Sonraki durağımız, geniş ovalara bakan konumu ve muhteşem mimarisiyle tanınan Mardin’di. Gaziantep’ten beş saat süren bir otobüs yolculuğu yaptık ancak manzaralar ve Mardin’in eşsiz atmosferi bu çabaya değdi. Sadece bir gece kalmamıza rağmen, şehir bende derin bir iz bıraktı.
Bu seyahat, Türkiye’nin kültürel ve coğrafi çeşitliliğini gözler önüne serdi. İzmir’deki rutinden uzaklaşmak ve ülkenin farklı bölgelerini görmek açısından çok ilginç bir deneyimdi. Ayrıca İzmir’in, büyük bir ülkenin sadece küçük bir kısmını temsil ettiğini bu gezi sırasında tam anlamıyla fark ettim.
Günlük Hayata Uyum
Son iki ayda İzmir’deki hayat daha tanıdık hale geldi. Rutinler oluşturdum ve şehirde favori mekanlarımı keşfettim: kafeler, marketler ve yemek yediğim yerler. Artık İzmir’de dolaşmak çok daha kolay geliyor ve çevreme daha fazla alıştım.
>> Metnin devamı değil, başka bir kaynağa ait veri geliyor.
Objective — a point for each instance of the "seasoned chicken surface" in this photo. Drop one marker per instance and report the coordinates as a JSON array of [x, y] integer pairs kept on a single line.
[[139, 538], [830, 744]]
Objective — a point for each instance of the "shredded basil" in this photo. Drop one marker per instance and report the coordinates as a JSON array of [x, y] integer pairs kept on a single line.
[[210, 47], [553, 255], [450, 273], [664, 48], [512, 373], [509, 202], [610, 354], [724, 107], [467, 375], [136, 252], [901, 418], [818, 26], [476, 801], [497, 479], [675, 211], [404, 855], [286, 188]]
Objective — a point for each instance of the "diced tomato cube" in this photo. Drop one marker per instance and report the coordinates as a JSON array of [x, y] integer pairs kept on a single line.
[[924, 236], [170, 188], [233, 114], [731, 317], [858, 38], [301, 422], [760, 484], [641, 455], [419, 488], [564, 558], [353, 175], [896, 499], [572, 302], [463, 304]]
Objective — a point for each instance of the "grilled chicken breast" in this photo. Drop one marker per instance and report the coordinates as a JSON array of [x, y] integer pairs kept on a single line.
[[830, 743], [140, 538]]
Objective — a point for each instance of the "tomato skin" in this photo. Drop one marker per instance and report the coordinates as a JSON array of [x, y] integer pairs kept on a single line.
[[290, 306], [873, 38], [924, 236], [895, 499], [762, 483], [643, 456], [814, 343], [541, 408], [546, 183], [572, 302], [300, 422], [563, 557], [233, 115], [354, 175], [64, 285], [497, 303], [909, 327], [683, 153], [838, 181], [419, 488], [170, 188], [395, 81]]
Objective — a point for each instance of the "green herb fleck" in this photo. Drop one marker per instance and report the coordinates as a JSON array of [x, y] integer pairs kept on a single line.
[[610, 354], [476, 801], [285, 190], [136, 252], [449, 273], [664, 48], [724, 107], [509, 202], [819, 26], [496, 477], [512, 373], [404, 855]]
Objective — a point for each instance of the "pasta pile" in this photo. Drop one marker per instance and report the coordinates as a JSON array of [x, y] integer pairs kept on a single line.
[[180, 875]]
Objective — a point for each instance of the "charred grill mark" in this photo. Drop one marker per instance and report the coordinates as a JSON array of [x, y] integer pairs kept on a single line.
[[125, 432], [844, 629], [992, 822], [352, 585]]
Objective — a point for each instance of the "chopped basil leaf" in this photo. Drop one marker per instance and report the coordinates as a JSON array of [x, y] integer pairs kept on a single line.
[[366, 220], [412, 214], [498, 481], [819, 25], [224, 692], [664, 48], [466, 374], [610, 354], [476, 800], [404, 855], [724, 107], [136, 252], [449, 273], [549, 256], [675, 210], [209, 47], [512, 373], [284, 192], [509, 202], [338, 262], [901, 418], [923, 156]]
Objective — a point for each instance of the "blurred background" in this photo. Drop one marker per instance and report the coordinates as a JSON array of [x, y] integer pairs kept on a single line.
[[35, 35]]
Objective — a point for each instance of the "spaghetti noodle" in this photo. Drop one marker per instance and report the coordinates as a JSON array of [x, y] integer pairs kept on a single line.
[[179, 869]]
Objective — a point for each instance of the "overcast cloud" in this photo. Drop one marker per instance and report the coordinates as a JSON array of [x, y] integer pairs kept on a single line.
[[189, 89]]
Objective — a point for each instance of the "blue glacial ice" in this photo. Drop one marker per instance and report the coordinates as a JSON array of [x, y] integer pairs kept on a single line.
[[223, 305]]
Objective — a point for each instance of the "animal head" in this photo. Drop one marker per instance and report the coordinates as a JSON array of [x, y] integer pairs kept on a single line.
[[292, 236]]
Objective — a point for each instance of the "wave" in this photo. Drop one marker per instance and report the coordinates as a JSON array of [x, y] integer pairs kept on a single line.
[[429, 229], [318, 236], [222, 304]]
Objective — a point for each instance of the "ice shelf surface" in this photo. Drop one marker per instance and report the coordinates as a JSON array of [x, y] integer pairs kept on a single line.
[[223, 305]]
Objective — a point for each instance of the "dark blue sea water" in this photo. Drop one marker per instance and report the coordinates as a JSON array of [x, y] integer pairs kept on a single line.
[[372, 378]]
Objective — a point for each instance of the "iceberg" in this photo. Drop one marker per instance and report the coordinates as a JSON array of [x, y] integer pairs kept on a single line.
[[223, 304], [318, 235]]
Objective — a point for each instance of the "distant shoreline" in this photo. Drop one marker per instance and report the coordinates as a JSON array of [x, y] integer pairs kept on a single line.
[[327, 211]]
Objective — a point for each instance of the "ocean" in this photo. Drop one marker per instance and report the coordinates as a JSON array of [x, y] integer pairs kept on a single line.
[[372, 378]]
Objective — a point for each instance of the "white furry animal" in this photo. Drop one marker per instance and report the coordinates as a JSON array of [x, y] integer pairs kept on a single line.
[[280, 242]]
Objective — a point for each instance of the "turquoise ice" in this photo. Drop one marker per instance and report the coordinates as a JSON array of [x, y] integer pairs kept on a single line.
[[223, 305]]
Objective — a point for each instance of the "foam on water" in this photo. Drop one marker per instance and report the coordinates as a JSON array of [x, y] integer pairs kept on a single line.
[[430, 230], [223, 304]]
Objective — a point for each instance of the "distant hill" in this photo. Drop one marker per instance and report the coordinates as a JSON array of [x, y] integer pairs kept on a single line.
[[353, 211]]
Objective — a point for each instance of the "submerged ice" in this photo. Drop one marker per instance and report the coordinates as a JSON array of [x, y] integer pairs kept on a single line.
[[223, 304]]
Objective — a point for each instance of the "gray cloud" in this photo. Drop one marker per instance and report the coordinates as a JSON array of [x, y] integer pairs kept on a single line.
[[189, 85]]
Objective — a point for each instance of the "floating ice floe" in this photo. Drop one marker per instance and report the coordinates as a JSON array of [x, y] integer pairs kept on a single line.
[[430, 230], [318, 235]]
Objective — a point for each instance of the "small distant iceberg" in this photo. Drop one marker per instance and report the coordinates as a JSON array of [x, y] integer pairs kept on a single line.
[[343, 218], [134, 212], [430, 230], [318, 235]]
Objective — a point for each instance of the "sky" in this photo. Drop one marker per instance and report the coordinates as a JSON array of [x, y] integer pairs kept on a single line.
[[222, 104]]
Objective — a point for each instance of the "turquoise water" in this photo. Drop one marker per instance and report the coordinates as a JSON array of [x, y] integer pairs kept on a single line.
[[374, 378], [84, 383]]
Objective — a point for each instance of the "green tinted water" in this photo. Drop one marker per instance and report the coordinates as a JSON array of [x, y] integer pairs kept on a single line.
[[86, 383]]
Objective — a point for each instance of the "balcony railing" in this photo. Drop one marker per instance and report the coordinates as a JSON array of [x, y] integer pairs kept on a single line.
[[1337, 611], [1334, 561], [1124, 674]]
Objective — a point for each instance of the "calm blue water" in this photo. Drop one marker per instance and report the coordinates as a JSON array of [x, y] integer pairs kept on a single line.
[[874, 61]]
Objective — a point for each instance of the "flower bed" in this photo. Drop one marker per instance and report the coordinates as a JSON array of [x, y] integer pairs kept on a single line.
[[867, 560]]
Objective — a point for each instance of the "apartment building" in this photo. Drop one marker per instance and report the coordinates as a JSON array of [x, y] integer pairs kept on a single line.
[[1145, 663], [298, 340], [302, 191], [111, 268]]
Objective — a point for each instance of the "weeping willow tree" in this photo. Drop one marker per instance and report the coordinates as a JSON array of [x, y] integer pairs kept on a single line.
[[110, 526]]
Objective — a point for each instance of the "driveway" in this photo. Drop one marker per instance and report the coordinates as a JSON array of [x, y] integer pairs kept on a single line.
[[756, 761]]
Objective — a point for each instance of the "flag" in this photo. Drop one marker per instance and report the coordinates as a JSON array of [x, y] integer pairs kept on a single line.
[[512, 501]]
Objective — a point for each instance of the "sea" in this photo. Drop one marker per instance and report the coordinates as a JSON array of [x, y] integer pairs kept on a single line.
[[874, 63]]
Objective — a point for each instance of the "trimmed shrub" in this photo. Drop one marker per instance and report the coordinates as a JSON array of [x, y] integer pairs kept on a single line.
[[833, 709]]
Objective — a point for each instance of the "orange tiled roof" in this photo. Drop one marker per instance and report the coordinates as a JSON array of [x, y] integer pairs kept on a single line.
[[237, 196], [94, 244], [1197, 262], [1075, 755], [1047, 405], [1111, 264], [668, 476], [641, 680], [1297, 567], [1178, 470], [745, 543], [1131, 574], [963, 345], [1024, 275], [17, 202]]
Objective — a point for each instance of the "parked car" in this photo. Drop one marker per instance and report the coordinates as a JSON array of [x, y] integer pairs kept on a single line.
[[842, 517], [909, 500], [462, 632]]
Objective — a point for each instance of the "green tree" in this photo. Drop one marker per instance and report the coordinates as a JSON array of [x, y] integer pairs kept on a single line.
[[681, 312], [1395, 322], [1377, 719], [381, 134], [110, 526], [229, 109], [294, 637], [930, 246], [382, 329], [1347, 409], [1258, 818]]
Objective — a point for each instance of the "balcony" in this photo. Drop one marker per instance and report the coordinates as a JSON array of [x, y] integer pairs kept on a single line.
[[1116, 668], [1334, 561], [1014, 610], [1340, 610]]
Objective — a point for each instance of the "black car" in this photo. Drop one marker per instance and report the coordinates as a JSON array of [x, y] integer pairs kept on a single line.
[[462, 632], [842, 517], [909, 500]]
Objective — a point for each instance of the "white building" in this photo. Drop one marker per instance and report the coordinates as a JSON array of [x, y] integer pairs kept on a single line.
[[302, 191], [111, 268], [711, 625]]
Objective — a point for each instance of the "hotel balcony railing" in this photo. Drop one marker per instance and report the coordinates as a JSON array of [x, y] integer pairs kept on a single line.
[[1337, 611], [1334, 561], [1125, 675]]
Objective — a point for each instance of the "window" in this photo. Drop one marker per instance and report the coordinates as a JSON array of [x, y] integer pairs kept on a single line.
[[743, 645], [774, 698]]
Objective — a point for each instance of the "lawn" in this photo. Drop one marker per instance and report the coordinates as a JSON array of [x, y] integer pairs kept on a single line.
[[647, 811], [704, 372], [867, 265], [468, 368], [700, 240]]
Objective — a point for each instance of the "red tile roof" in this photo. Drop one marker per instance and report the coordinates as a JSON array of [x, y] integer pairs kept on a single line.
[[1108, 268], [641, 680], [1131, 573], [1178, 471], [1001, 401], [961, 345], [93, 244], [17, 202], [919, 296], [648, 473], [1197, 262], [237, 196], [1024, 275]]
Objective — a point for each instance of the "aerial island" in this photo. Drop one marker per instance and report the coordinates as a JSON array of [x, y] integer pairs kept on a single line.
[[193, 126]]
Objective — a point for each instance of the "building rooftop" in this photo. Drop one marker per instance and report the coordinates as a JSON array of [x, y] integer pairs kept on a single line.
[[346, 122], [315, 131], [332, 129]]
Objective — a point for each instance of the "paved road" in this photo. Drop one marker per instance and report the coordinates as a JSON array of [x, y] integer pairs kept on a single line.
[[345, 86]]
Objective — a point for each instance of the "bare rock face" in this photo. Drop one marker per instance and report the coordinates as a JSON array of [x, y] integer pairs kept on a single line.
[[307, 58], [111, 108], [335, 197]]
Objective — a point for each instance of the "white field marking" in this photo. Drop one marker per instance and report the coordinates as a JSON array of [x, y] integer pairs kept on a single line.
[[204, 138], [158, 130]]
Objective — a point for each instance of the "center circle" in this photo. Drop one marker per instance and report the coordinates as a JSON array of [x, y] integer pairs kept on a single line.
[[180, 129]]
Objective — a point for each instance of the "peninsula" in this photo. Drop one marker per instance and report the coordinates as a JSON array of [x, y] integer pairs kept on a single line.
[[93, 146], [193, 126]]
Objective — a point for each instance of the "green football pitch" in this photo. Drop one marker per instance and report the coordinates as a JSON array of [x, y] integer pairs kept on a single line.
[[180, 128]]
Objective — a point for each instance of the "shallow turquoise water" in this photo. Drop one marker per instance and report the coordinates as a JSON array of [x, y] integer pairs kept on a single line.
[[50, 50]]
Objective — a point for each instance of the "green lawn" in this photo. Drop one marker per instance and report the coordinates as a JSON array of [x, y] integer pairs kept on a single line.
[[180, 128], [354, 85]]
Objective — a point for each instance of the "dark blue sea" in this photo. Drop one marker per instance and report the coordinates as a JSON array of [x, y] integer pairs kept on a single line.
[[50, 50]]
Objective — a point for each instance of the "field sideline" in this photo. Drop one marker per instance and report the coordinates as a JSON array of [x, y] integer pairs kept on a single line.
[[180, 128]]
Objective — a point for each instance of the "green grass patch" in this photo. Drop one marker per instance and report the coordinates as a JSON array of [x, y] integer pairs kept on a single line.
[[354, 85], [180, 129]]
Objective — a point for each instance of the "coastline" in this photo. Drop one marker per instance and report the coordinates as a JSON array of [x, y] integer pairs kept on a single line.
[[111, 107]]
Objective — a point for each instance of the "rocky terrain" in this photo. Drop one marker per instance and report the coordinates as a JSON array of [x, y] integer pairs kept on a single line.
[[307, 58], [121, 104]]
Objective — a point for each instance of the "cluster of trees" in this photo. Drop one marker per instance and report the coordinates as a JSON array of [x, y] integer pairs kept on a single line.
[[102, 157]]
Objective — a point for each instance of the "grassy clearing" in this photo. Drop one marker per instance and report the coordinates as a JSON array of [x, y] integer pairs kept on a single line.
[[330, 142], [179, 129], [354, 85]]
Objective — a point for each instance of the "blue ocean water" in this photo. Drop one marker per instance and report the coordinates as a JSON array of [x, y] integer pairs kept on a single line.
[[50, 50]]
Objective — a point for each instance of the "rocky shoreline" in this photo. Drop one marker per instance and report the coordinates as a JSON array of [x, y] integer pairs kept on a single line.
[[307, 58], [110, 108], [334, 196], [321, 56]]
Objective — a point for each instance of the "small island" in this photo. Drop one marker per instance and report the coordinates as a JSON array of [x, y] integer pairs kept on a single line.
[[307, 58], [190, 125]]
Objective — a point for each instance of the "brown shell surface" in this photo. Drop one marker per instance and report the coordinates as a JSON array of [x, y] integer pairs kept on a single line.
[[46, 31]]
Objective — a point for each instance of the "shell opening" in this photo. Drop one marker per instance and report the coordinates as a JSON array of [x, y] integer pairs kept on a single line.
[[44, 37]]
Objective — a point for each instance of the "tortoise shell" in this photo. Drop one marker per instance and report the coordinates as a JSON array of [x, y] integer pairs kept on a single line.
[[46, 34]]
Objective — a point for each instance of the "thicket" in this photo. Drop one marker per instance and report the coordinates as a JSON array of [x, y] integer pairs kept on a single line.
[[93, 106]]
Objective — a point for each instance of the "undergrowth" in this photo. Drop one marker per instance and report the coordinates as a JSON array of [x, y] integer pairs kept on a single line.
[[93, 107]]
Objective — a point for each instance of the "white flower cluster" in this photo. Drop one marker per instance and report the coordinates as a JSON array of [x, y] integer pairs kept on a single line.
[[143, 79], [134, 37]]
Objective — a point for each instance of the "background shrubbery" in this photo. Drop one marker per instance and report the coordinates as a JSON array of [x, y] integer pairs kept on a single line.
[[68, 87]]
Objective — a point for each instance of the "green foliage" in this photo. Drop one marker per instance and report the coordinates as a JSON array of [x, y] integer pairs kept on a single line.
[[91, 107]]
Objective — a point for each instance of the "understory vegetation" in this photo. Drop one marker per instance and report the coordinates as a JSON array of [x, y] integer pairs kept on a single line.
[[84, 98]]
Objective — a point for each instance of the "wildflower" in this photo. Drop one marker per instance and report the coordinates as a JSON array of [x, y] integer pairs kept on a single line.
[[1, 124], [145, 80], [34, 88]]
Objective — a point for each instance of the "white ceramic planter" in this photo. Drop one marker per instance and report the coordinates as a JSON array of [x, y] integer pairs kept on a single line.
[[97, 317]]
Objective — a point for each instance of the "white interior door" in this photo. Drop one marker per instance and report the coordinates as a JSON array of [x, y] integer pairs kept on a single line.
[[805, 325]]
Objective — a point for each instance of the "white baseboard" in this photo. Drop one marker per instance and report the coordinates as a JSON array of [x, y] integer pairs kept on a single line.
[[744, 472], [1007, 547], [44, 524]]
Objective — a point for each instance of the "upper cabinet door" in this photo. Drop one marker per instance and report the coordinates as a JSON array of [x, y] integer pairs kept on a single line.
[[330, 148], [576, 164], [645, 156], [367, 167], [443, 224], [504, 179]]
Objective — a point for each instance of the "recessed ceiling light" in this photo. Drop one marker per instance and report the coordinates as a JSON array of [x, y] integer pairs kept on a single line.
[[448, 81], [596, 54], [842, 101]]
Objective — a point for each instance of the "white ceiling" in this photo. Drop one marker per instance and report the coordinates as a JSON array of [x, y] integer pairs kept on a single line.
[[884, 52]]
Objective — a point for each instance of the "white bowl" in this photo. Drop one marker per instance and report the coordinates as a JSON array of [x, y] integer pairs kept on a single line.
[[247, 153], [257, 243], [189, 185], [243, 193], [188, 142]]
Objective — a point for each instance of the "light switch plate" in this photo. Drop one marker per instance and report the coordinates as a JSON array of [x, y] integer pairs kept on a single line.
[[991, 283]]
Türkçe öğrenmek hâlâ bir süreç olmaya devam ediyor. Bazen bunaltıcı hissediyorum ve kafam karışıyor ya da tıkandığımı hissediyorum. Ancak, bir şeyi doğru anladığımda ya da söylediğimde yaşadığım anlar beni motive ediyor. Her gün biraz çalışmayı ve Türk arkadaşlarımla sohbetler sırasında dil hakkında sorular sormayı alışkanlık haline getirdim. Bu gayri resmi öğrenme yöntemi hem pratik hem de keyifli oldu.
Evde ise, kısa dönemli iki gönüllünün ayrılması ve uzun dönemli iki gönüllünün gelmesiyle dinamikler değişti. Hepimizin benzer sürelerde burada kalacak olması, daha yerleşik bir grup hisse katkıda bulundu ve aramızdaki bağları güçlendirdi.
Yansıma ve Gelecek Planları
Bu iki ay istikrarlı bir ilerleme dönemi oldu. Yeni beceriler öğrendim, gönüllülük çalışmalarımda bazı zorlukların üstesinden geldim ve Türkiye’deki hayatı daha derinlemesine anladım. Büyük ya da küçük her deneyim, farklı bir kültürel bağlamda yaşamanın ve çalışmanın ne anlama geldiğini anlamama katkıda bulundu.
İleriye bakarken, önümüzdeki birkaç ayın nasıl şekilleneceğini merak ediyorum. Atölyelerimi geliştirmeye, ülkenin daha fazla yerini keşfetmeye ve dili öğrenmeye devam etmeye hevesliyim. Bu deneyim, sürekli bir uyum sağlama ve öğrenme süreci oldu ve bunun nasıl gelişeceğini görmek için sabırsızlanıyorum.